Dvorak Technique - Evolution of The Method

Evolution of The Method

The initial development of this technique occurred in 1969 by Vernon Dvorak, using satellite pictures of tropical cyclones within the northwest Pacific ocean. The system as it was initially conceived involved pattern matching of cloud features with a development and decay model. As the technique matured through the 1970s and 1980s, measurement of cloud features became dominant in defining tropical cyclone intensity and central pressure of the tropical cyclone's low-pressure area. Use of infrared satellite imagery led to a more objective assessment of the strength of tropical cyclones with eyes, using the cloud top temperatures within the eyewall and contrasting them with the warm temperatures within the eye itself. Constraints on short term intensity change are used less frequently than they were back in the 1970s and 1980s. The central pressures assigned to tropical cyclones have required modification, as the original estimates were 5-10 hPa (0.15-0.29 inHg) too low in the Atlantic and up to 20 hPa (0.59 inHg) too high in the northwest Pacific. This led to the development of a separate wind-pressure relationship for the northwest Pacific, devised by Atkinson and Holliday in 1975, then modified in 1977.
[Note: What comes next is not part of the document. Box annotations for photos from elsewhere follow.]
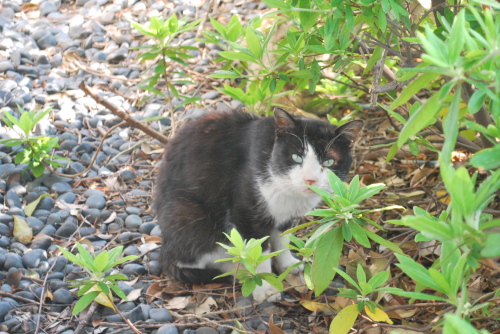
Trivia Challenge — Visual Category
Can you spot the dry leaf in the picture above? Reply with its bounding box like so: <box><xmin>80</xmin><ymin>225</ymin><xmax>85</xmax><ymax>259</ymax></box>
<box><xmin>12</xmin><ymin>215</ymin><xmax>33</xmax><ymax>244</ymax></box>
<box><xmin>365</xmin><ymin>305</ymin><xmax>393</xmax><ymax>325</ymax></box>
<box><xmin>166</xmin><ymin>297</ymin><xmax>191</xmax><ymax>310</ymax></box>
<box><xmin>299</xmin><ymin>299</ymin><xmax>332</xmax><ymax>313</ymax></box>
<box><xmin>127</xmin><ymin>288</ymin><xmax>142</xmax><ymax>302</ymax></box>
<box><xmin>194</xmin><ymin>297</ymin><xmax>217</xmax><ymax>315</ymax></box>
<box><xmin>5</xmin><ymin>269</ymin><xmax>23</xmax><ymax>288</ymax></box>
<box><xmin>24</xmin><ymin>194</ymin><xmax>50</xmax><ymax>217</ymax></box>
<box><xmin>78</xmin><ymin>238</ymin><xmax>94</xmax><ymax>254</ymax></box>
<box><xmin>268</xmin><ymin>314</ymin><xmax>285</xmax><ymax>334</ymax></box>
As human analysts using the technique lead to subjective biases, efforts have been made to make more objective estimates using computer programs, which have been aided by higher-resolution satellite imagery and more powerful computers. Since tropical cyclone satellite patterns can fluctuate over time, automated techniques use a six-hour averaging period to lead to more reliable intensity estimates. Development of the objective Dvorak technique began in 1998, which performed best with tropical cyclones that had eyes (of hurricane or typhoon strength). It still required a manual center placement, keeping some subjectivity within the process. By 2004, an advanced objective Dvorak technique was developed which utilized banding features for systems below hurricane intensity and to objectively determine the tropical cyclone's center. A central pressure bias was uncovered in 2004 relating to the slope of the tropopause and cloud top temperatures which change with latitude that helped improve central pressure estimates within the objective technique.